The mathematics would look worrisome at first, but on closer examination, not so. The arithmetic is mostly just big numbers, and irritating, tedious working by hand. We forget mathematics that we don't use very quickly, but these students were still immersed.
Two stories: I was a math wizard, but I had to relearn a lot of it each time a son got beyond the first few weeks of algebra in HS. The terms and symbols were familiar, but I couldn't remember where they went. I could get it back, but I had to sit and stare, consult the index, and trial-and-error a bit. All year, for both algebra and geometry. (And as the first two seldom needed help, I was even less prepared for the others.) Story 2: There was a math magazine when I was in school, which posed problems each month. It printed the names of those who solved them the next month. I did a few months of that in 12th grade. Because of going to St Paul's for summer studies, I recognised the names of many of the other NH students who got problems right. One month, there was a problem where I was the only kid in the country to submit a right answer - something about rotating one parabola along another and describing where the focus went. Very cool. I pretended, in my conceit , that I was the only one able to get it, which was insane. How many students, even the nerdy math ones, read magazines and submitted problems? Fast forward one year. I was in a different type of math at college, but for some reason wanted to review my accomplishment from the year before. Narcissism, likely. I could not follow the solution I had myself written, only one year later.

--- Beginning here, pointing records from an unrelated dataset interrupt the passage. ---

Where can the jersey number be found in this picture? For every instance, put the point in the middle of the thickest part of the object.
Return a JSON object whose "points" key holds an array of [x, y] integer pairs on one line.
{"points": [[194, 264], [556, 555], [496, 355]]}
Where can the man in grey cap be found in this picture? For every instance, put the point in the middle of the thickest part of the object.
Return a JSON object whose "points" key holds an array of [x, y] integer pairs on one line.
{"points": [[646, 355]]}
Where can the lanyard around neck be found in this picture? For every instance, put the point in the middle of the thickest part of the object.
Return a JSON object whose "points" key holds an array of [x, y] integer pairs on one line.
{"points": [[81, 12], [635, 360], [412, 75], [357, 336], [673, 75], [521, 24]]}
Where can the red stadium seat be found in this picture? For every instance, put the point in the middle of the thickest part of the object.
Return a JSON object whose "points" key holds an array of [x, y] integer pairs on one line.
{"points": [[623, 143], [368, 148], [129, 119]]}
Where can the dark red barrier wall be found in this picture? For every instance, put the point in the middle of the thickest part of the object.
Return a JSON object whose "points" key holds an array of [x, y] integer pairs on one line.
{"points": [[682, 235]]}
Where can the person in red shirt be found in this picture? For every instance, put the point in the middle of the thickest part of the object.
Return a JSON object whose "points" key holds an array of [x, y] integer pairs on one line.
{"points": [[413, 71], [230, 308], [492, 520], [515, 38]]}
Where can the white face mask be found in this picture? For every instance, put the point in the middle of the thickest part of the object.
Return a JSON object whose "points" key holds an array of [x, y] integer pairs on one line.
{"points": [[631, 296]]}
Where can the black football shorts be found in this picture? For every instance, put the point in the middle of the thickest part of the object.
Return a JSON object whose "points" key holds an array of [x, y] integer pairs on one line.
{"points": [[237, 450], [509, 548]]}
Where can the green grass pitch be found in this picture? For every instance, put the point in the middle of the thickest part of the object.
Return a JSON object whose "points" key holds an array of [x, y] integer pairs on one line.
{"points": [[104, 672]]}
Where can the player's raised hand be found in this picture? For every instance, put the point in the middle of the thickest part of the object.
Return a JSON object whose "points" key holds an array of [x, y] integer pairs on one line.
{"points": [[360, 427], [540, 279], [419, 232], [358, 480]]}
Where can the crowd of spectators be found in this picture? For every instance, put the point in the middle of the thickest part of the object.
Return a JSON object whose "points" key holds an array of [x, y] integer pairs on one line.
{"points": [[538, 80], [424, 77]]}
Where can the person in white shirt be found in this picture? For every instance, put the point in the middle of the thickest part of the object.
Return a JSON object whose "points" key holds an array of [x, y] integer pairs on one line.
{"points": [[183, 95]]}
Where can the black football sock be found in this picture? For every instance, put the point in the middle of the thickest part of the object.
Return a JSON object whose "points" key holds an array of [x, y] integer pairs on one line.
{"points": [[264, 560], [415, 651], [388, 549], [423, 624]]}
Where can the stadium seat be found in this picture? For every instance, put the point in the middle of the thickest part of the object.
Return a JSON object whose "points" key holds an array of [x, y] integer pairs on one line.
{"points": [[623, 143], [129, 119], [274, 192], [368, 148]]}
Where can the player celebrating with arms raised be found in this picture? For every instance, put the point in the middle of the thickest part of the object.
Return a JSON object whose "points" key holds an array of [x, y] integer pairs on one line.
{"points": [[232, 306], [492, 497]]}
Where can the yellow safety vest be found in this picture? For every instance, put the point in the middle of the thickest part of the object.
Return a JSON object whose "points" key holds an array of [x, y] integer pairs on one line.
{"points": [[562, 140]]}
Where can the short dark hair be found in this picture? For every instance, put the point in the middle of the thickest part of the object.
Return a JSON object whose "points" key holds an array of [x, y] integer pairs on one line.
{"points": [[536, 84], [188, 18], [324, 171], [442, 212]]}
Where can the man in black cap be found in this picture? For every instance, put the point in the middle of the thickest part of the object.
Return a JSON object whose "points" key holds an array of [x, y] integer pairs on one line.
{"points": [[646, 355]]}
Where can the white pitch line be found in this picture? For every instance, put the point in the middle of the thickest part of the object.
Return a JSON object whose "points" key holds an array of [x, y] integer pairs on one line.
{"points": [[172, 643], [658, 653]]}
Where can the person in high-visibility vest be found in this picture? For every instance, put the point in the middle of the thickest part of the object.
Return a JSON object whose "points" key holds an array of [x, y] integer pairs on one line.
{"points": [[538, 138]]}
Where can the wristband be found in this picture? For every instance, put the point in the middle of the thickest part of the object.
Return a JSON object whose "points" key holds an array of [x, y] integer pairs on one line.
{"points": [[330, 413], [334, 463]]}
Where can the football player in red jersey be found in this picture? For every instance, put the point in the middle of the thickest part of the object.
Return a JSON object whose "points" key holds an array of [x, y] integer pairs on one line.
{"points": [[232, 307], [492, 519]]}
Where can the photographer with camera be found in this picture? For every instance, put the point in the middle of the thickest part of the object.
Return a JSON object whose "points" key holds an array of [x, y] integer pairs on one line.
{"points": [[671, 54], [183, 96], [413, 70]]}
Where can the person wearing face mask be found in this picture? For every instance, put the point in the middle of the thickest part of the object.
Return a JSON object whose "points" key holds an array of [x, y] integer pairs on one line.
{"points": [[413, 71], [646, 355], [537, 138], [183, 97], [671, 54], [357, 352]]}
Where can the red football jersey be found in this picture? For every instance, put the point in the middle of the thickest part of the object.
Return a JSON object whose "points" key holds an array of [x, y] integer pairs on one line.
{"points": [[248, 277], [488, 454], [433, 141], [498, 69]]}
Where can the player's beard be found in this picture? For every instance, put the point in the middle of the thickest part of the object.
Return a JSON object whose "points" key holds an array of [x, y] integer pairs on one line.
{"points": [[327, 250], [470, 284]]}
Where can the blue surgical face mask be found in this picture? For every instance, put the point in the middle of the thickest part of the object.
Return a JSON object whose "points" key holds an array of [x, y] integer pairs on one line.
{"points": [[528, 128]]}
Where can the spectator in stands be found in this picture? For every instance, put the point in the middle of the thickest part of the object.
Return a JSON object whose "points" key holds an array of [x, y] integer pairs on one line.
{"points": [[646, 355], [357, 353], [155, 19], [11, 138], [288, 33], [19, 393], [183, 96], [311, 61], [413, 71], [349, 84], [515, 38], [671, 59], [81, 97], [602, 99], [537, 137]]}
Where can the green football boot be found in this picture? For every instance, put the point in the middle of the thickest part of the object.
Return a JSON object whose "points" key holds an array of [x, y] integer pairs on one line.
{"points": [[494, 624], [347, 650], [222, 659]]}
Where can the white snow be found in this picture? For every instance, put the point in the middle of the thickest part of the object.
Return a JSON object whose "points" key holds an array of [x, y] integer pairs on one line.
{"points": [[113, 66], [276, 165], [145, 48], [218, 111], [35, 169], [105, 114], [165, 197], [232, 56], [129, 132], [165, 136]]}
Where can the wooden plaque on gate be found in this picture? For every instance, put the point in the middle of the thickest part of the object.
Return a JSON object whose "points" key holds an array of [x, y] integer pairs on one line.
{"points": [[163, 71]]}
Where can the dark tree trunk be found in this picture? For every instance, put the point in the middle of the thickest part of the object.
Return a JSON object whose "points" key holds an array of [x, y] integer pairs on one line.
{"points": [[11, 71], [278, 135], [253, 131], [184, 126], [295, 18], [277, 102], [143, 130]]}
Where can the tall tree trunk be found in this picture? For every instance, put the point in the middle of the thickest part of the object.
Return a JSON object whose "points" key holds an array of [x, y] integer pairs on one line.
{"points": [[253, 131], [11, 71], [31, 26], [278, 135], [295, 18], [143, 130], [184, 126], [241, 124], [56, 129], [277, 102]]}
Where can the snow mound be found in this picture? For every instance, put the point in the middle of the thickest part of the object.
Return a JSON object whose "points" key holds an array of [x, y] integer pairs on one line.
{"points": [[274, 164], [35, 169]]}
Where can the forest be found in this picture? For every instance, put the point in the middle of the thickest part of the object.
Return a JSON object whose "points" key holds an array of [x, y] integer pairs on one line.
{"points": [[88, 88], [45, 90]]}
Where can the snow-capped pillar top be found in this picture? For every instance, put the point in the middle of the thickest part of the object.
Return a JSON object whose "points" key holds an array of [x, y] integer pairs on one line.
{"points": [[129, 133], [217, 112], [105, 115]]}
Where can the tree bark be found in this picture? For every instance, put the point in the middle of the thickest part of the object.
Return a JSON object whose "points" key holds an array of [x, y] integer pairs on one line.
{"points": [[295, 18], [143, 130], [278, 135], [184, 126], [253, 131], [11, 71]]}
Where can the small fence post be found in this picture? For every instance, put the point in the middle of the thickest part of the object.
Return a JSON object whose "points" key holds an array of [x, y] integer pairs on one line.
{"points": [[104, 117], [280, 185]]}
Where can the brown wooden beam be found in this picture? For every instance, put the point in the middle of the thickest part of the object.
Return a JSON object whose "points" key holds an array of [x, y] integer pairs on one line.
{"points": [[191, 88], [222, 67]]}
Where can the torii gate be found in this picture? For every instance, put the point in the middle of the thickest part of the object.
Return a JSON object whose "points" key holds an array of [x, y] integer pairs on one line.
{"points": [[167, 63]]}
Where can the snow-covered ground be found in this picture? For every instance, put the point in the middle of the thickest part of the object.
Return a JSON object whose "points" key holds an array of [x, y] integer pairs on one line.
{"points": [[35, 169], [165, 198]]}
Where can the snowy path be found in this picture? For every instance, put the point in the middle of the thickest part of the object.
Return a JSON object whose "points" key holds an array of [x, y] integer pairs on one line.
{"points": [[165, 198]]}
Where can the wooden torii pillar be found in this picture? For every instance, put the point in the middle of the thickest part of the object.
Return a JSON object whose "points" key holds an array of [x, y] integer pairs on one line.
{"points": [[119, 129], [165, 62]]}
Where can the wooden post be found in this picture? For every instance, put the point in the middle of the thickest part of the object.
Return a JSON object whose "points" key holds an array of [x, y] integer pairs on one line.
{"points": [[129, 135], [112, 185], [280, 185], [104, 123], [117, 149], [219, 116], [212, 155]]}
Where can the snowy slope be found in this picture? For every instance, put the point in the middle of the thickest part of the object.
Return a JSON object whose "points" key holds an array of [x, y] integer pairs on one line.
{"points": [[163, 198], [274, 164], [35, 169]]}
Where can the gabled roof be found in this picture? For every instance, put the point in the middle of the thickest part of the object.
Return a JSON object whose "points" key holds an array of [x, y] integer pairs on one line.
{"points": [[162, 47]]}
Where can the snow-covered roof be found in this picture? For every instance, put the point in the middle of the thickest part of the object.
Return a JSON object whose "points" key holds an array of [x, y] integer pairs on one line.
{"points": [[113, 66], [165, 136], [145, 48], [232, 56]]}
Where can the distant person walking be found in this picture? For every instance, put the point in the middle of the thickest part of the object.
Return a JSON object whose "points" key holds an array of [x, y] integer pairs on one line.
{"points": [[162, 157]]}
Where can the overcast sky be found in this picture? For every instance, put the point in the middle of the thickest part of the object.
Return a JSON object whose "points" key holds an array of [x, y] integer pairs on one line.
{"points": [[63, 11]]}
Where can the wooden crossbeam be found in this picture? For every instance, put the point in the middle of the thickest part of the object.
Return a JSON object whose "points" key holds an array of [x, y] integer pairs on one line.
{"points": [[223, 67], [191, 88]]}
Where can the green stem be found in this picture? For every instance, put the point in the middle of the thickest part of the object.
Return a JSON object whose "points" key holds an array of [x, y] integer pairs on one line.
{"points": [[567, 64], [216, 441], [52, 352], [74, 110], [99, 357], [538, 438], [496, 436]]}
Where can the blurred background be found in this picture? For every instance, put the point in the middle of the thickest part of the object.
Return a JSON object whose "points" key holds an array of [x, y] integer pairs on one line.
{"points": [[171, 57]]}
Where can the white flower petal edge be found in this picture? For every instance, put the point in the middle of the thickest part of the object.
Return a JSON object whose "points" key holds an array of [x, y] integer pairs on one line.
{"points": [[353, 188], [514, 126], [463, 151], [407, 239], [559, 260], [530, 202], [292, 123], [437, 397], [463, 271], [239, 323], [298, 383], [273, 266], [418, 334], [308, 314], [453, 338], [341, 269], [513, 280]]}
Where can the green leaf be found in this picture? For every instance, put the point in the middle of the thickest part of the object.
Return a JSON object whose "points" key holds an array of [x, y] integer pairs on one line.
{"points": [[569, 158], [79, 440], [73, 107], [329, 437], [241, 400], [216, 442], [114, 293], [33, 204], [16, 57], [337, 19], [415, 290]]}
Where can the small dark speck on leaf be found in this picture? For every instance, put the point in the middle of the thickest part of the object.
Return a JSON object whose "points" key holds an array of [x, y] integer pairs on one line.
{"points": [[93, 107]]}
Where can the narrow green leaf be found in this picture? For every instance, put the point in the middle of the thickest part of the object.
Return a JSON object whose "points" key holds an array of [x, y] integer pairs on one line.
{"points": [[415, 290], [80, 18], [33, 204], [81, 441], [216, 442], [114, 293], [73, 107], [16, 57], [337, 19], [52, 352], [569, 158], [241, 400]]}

We lose new abstract thoughts quickly, unless they are used. Look at the logarithms, trig, and plane geometry in the exam. Even if you can't even remember how to begin to solve it now, do you recognise the words and ideas? Do you have some recollection of solving problems sort of like that? Then in all likelihood, you could have done those problems when you were in 11th-12th grade. And especially, if you didn't have to study any Biochem, Shakespeare, or Intro to Psychology as well. If you had the same five subjects pretty much year after year, you'd know 'em quite well.
Also - there was some different emphasis in what maths were taught then. Trig was the top shelf, and you got two years of drill in it. No sets, calculus, or statistics for you.
Also - read the directions. See how few questions were required.
Also - it doesn't say what a passing score was, does it?
185 out of 215 applicants got into Harvard that year.
*Fun trivia test for you: name 'em. I got five on my first try, then a sixth popped into my head a year or so later (this was before internet). I never did get the seventh until I looked it up.